Is meperidine more or less potent than morphine?

A

Less - 1/10 as potent

17
Q

Is fentanyl more or less potent than morphine?

A

More - 75-125x as potent

18
Q

Compare the onset and duration of fentanyl (and its derivatives) to that of morphine (and its derivatives)

A

Fentanyl - more rapid onset, but shorter duration than morphine
(rapid onset due to better lipid solubility)
(shorter duration due to rapid redistribution to inactive sites)

19
Q

What are the metabolites of fentanyl and what are their effects?

A

No metabolites!
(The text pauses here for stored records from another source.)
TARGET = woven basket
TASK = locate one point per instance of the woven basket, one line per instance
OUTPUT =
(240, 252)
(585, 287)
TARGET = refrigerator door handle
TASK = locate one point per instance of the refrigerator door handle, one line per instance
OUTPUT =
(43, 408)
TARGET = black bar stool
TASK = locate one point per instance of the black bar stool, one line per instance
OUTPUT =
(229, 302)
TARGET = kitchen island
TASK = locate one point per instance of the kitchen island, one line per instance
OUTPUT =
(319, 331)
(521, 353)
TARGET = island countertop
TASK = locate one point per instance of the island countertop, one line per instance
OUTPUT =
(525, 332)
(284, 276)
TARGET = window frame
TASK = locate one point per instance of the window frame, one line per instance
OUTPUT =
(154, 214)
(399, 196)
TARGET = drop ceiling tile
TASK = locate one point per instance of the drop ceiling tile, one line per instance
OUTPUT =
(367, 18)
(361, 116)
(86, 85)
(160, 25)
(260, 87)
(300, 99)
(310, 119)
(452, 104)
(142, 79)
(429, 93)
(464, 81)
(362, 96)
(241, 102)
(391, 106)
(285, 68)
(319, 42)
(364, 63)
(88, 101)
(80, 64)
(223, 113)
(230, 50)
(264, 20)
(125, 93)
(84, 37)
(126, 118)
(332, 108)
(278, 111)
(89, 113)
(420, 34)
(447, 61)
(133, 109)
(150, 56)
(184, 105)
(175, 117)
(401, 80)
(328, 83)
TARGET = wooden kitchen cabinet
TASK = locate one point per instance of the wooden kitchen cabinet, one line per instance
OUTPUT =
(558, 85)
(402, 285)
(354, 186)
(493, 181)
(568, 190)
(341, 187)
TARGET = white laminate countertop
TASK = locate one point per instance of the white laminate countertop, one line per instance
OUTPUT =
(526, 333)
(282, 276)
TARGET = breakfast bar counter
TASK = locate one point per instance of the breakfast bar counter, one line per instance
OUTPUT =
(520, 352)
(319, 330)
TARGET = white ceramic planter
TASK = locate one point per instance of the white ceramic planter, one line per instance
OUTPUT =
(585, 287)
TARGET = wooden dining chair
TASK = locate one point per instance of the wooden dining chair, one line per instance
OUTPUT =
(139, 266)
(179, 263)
Trick question!

20
Q

What cardiovascular effects does meperidine have?

A

Large doses decrease myocardial contractility

21
Q

Is sufentanil more or less potent than fentanyl?

A

More - 5-10x as potent

22
Q

Is alfentanil more or less potent than fentanyl?

A

Less - 1/5-1/10 less potent

23
Q

How is alfentanil cleared?

A

Hepatic clearance - CYP3A

24
Q

Is remifentanil more or less potent than fentanyl?

A

About the same

25
Q

What is unique about remifentanil?

A

Unique ester linkage
Allows it to be metabolized by tissue plasma esterases

So metabolism will be unaffected by hepatic or renal failure - ideal in these patients

26
Q

What receptor (in addition to Mu) does Methadone act at?

A

NMDA antagonist

27
Q

Why can methadone be difficult to dose?

A

Has prolonged action after repeated doses
Accumulates in tissues, causing prolonged and unpredictable half-life and negative side effects
(Analgesia half-life different from half-life of side effects)

28
Q

Is hydromorphone more or less potent than morphine?

A

More - 5x as potent

29
Q

In what patients will hydromorphone be a much better choice than morphine?

A

Patients with renal failure

Hydromorphone does not have the buildup of M6G active metabolite

30
Q

What drugs are opioid agonists/antagonists?

A

Buprenorphine
Butorphanol
Nalbuphine

31
Q

When is an agonist/antagonist a better choice than a pure agonist?

A

When patient cannot tolerate a pure agonist

i.e. cannot tolerate ventilatory depression, has a high potential for physical dependence

32
Q

What is the mechanism of opioid agonists/antagonist?

A

Act as agonist at one receptor (usually mu)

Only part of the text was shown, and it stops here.